There was no way of knowing if the monkey belonged to Lucy. It could be hers or belong to one of her siblings or even the family dog. But it had a pink lace ribbon pinned to the top of its head. And a single long, light-brown hair caught around one of the shiny black buttons.
Wilson used tweezers to remove and bag the hair. Then he dropped the toy in a paper bag and handed it to me. I turned my attention to Clyde, who came to his feet, tail swishing.
“Ready to get to work, boy?”
I showed him his Kong, a bright-red chew toy that he adored. His ears came up and his tail wagged faster. For Clyde, like other military working dogs and K9s, work was play. More than that—work was joy.
I opened the bag to give him a good whiff of the sock monkey, then waited until his eyes returned to mine.
“Seek!” I said, giving him the search command.
Clyde made a beeline for the Lexus and thrust his head through the open doorway. I called him back, then gave the command again, indicating he needed to look for the scent elsewhere. He circled the SUV, found Lucy’s scent on the far side and trotted down the embankment toward the train. I followed him, my heart in my throat.
“Dear God,” Wilson said.
Deke was sure that only Samantha Davenport had been on the tracks. But if Deke had struck an eight-year-old child with a four-hundred-ton locomotive churning out more than ninety-seven thousand pounds of force, a glancing blow wouldn’t make a sound or cause a ripple.
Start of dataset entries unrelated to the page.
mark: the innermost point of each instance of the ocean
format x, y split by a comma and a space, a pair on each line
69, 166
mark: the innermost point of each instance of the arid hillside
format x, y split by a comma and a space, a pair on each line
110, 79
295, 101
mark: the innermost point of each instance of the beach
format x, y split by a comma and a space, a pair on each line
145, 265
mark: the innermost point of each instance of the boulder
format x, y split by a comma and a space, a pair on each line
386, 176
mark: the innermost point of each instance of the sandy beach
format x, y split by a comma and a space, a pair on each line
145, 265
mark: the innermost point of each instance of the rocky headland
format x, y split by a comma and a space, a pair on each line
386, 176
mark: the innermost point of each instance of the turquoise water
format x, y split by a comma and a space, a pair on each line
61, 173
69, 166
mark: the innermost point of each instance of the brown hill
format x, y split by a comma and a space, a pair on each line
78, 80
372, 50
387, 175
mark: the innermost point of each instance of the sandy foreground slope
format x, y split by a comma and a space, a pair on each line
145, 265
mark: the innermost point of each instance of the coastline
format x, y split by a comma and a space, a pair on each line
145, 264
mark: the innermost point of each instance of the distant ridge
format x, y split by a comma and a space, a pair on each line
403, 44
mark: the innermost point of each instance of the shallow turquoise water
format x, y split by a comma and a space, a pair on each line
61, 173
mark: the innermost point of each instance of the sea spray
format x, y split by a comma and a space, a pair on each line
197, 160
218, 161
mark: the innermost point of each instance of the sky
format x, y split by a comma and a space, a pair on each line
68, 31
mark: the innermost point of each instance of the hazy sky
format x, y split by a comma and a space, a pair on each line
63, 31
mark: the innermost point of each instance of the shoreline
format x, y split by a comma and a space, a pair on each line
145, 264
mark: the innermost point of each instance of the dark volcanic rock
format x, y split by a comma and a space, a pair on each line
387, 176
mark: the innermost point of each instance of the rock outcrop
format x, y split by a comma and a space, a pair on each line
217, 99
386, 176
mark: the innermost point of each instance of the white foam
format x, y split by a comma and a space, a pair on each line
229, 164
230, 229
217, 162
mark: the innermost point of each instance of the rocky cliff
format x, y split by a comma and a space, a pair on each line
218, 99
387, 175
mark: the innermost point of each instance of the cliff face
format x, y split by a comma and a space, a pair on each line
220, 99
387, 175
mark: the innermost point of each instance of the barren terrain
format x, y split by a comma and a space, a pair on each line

Then, fifteen feet from the tracks, Clyde did a ninety-degree turn and headed away from the tracks and the silent train. I found my breath again. He trotted briskly, tail straight out, hips swaying with confidence.
Where would a terrified eight-year-old go in the darkness? Storm clouds. No moon. She would have run anywhere that was away, I figured, her mother’s voice in her ears. Maybe the train tracks—empty then—had given her a faint path in the dark.
Clyde stayed steady.
“It’s a good scent,” I told Wilson, who was jogging behind me.
“How will we know we’re getting close?”
“Clyde will tell us.”
Up above, a car drove past going the opposite direction. I glimpsed the gawking face of a woman through the driver’s window and the flash of brake lights as the driver slowed before resuming speed.
“Ketz, get that roadblock up, now,” Wilson snapped into the radio.